Helaine I. Fingold, Member of the Firm in the Health Care & Life Sciences practice, in the firm’s Baltimore office, was quoted in Stat News, in “CMS Delays Rule Requiring Medicare Advantage Insurers to Remind Members of Unused Benefits,” by Tara Bannow. (Read the full version – subscription required.)

Following is an excerpt:

Medicare is delaying implementation of a Biden-era rule that would have made Medicare Advantage plans notify members about their unused supplemental benefits — services such as vision and dental. …

Meanwhile, transparency into whether people use the benefits is nonexistent. That’s partly because Medicare has lacked the technical capacity to collect some of the records, but the agency has made improvements in that area. Beginning this year, Medicare is requiring Medicare Advantage insurers to submit data on their members’ use of supplemental benefits. It’s the first time the agency has had such a requirement, but MedPAC has said the data won’t be public for years and it won’t be broken out by insurer.
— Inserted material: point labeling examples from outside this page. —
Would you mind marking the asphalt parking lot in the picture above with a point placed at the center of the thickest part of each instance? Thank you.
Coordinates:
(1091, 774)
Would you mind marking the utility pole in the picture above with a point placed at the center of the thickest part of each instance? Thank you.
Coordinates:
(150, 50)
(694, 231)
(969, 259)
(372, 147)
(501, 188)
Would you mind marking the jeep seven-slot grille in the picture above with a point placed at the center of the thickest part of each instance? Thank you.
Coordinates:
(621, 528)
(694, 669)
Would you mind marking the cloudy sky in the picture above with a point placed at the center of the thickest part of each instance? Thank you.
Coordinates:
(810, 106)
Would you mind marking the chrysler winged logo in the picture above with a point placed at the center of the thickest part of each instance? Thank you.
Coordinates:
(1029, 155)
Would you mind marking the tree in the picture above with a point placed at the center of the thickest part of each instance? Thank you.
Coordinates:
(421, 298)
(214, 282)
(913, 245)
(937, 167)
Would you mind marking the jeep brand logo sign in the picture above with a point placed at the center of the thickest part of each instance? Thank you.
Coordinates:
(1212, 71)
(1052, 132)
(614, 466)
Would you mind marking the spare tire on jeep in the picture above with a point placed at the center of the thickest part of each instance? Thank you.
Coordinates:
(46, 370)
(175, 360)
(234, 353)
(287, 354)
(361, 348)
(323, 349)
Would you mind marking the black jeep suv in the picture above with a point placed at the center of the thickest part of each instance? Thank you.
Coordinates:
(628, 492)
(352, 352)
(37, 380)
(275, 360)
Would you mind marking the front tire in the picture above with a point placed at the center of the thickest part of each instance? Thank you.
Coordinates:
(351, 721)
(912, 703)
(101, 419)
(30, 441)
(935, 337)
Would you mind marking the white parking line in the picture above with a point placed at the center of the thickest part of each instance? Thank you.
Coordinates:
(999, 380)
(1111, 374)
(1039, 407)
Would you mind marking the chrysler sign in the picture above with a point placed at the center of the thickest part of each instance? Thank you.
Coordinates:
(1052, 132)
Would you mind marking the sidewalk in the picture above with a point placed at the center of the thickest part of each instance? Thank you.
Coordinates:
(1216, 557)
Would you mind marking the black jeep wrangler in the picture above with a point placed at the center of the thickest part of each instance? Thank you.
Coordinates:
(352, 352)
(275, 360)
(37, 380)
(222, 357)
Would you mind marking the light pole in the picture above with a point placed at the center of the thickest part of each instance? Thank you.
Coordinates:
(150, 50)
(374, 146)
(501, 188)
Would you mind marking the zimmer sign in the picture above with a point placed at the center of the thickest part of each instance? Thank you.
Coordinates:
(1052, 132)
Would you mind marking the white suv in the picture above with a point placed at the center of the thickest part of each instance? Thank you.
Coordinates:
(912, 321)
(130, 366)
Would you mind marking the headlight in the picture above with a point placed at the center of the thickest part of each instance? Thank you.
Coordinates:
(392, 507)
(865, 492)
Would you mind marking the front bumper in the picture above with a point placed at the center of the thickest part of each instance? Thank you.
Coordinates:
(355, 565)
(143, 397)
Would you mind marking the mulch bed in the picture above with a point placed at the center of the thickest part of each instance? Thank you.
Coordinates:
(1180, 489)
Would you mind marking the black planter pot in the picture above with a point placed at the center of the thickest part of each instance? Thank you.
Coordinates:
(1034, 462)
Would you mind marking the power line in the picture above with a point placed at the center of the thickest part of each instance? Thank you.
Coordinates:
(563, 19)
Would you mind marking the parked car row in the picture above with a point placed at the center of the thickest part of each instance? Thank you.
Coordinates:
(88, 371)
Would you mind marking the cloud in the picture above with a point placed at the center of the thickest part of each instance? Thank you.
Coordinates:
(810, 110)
Helaine Fingold, an attorney at Epstein Becker Green focused on federal health insurance regulations, said it seems counterintuitive that Medicare would continue to require that information be reported to the agency but not to individual members.

“If they can do the reporting and the reporting is happening, why can’t they do the communication?” Fingold said. “It’s not clear to me if there is a problem with the reporting as well. That is not a problem I’ve heard or that CMS has spoken to.”

Supplemental benefits can be a broad range of things — even home improvement funds and over-the-counter drugs — so it could be that insurers are struggling to compile the information for people, Fingold said.